Determination of an EBP
In citing Miltenberger (2003), Goldsmith (2008) stated that a formalized BST package is a four part teaching strategy that involves (1) clear explicit instructions for appropriate behavior, (2) modeling or demonstration of appropriate behavior, (3) rehearsal or practice of the appropriate behavior, and (4) feedback on the performance that occurred during rehearsal. (p. 9)
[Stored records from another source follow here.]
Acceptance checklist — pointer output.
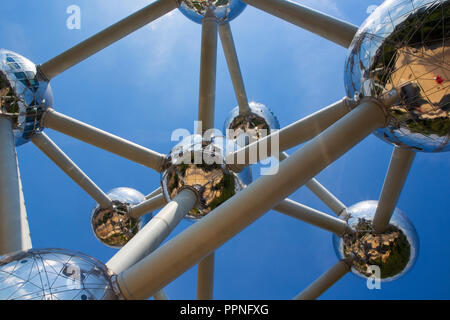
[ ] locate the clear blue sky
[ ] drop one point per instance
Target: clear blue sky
(146, 85)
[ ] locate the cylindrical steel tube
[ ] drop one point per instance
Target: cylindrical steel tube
(401, 161)
(154, 232)
(103, 39)
(208, 65)
(325, 281)
(47, 146)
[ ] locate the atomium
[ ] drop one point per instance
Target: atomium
(223, 10)
(114, 226)
(403, 45)
(394, 251)
(198, 164)
(24, 94)
(53, 274)
(396, 76)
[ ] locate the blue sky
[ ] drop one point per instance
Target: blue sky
(145, 86)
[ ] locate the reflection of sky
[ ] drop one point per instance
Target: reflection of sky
(147, 85)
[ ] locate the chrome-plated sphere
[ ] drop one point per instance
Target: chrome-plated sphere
(114, 227)
(256, 124)
(404, 45)
(198, 164)
(54, 274)
(394, 251)
(223, 10)
(24, 94)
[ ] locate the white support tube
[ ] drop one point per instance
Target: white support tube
(161, 295)
(191, 246)
(14, 229)
(208, 65)
(229, 49)
(49, 148)
(105, 38)
(205, 278)
(290, 136)
(321, 24)
(102, 139)
(321, 192)
(326, 196)
(154, 193)
(312, 216)
(148, 205)
(325, 281)
(399, 167)
(154, 232)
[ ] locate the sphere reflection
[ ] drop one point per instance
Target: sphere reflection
(394, 251)
(224, 10)
(24, 94)
(53, 274)
(404, 45)
(114, 227)
(198, 164)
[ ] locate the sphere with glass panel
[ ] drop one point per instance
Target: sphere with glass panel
(394, 251)
(24, 95)
(54, 274)
(405, 46)
(115, 226)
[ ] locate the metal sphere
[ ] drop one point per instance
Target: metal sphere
(24, 94)
(54, 274)
(224, 10)
(256, 124)
(198, 164)
(114, 227)
(394, 251)
(403, 45)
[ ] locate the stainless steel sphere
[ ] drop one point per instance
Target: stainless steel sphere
(198, 164)
(404, 45)
(54, 274)
(224, 10)
(24, 94)
(115, 227)
(256, 124)
(394, 251)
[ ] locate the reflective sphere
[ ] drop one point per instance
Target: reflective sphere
(224, 10)
(404, 45)
(115, 227)
(198, 164)
(24, 94)
(256, 124)
(394, 251)
(54, 274)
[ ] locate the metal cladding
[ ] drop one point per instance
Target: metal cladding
(223, 10)
(256, 124)
(114, 226)
(24, 95)
(404, 45)
(198, 164)
(54, 274)
(393, 251)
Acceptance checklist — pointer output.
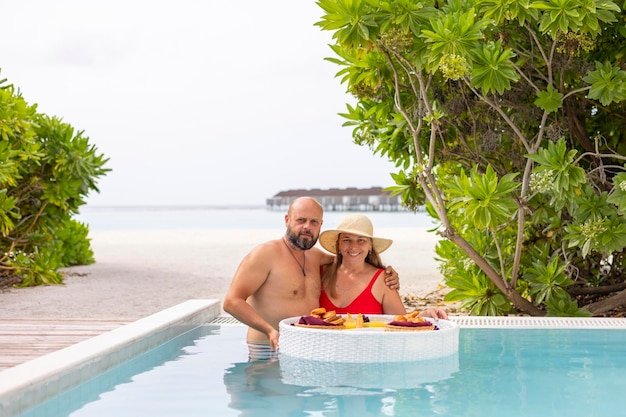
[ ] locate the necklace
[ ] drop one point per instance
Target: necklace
(301, 265)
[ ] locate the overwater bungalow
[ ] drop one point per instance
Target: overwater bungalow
(341, 199)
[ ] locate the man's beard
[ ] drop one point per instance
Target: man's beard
(301, 242)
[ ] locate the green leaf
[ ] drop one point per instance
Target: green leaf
(493, 70)
(549, 100)
(608, 83)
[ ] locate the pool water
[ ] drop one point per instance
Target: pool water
(497, 372)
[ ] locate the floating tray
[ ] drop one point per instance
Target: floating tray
(370, 344)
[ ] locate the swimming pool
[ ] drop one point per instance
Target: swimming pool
(511, 371)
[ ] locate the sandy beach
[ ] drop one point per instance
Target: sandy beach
(138, 273)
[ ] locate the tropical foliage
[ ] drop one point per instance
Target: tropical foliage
(47, 170)
(506, 118)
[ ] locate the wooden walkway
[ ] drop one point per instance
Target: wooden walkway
(22, 340)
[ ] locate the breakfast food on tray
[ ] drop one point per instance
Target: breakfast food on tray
(409, 322)
(322, 319)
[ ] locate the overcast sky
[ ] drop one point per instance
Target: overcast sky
(195, 102)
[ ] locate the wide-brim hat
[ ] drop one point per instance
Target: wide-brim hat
(355, 224)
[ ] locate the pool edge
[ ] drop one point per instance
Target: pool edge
(29, 384)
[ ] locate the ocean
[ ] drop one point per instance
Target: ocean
(225, 218)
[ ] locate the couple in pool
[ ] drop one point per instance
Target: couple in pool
(289, 277)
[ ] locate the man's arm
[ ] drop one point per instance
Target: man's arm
(249, 277)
Based on this review, a BST package can be considered evidence based for teaching safety skills to individuals ASD. First, the criterion requiring a minimum of five studies categorized as MS and MS-R was met in that seven studies had acceptable methodological rigor to support a BST package (i.e., Goldsmith, 2008; Gunby & Rapp, 2014; Ledbetter-Cho et al., 2016; Rossi et al., 2017; Summers et al., 2011; Tucker, 2016; Winterling et al., 1992). Second, the criterion requiring that studies be conducted by at least three researcher groups with no overlapping authorship from three different geographic regions was met in these seven studies as they were conducted by seven different research groups from different regions in the United States. Third, the criterion requiring that results be demonstrated across a minimum of 20 participants was met in that results in the above cited seven studies were demonstrated across 28 participants. Of these, 17 had a diagnosis of ASD only (e.g., Gunby & Rapp, 2014), eight had comorbidity including autism (e.g., Tucker, 2016), and three participants (e.g., Goldsmith, 2008) had a single label, such AS (n = 2) or PDD (n = 1).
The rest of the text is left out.